Much of our understanding of synaptogenesis comes from studies that deal with the development of the neuromuscular junction (NMJ). Although well studied, it is not clear how far the NMJ represents an adequate model for the formation of synapses within the CNS. Here we investigate the role of Fasciclin II (Fas II) in the development of synapses between identified motor neurons and cholinergic interneurons in the CNS of Drosophila. Fas II is a neural cell adhesion molecule homolog that is involved in both target selection and synaptic plasticity at the NMJ in Drosophila.

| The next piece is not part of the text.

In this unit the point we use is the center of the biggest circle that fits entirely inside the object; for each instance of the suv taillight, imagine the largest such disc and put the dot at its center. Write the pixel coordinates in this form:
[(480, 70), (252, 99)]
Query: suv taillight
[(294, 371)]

In this study, we show that levels of Fas II are critical determinants of synapse formation and growth in the CNS. The initial establishment of synaptic contacts between these identified neurons is seemingly independent of Fas II. The subsequent proliferation of these synaptic connections that occurs postembryonically is, in contrast, significantly retarded by the absence of Fas II. Although the initial formation of synaptic connectivity between these neurons is seemingly independent of Fas II, we show that their formation is, nevertheless, significantly affected by manipulations that alter the relative balance of Fas II in the presynaptic and postsynaptic neurons. Increasing expression of Fas II in either the presynaptic or postsynaptic neurons, during embryogenesis, is sufficient to disrupt the normal level of synaptic connectivity that occurs between these neurons. This effect of Fas II is isoform specific and, moreover, phenocopies the disruption to synaptic connectivity observed previously after tetanus toxin light chain-dependent blockade of evoked synaptic vesicle release in these neurons.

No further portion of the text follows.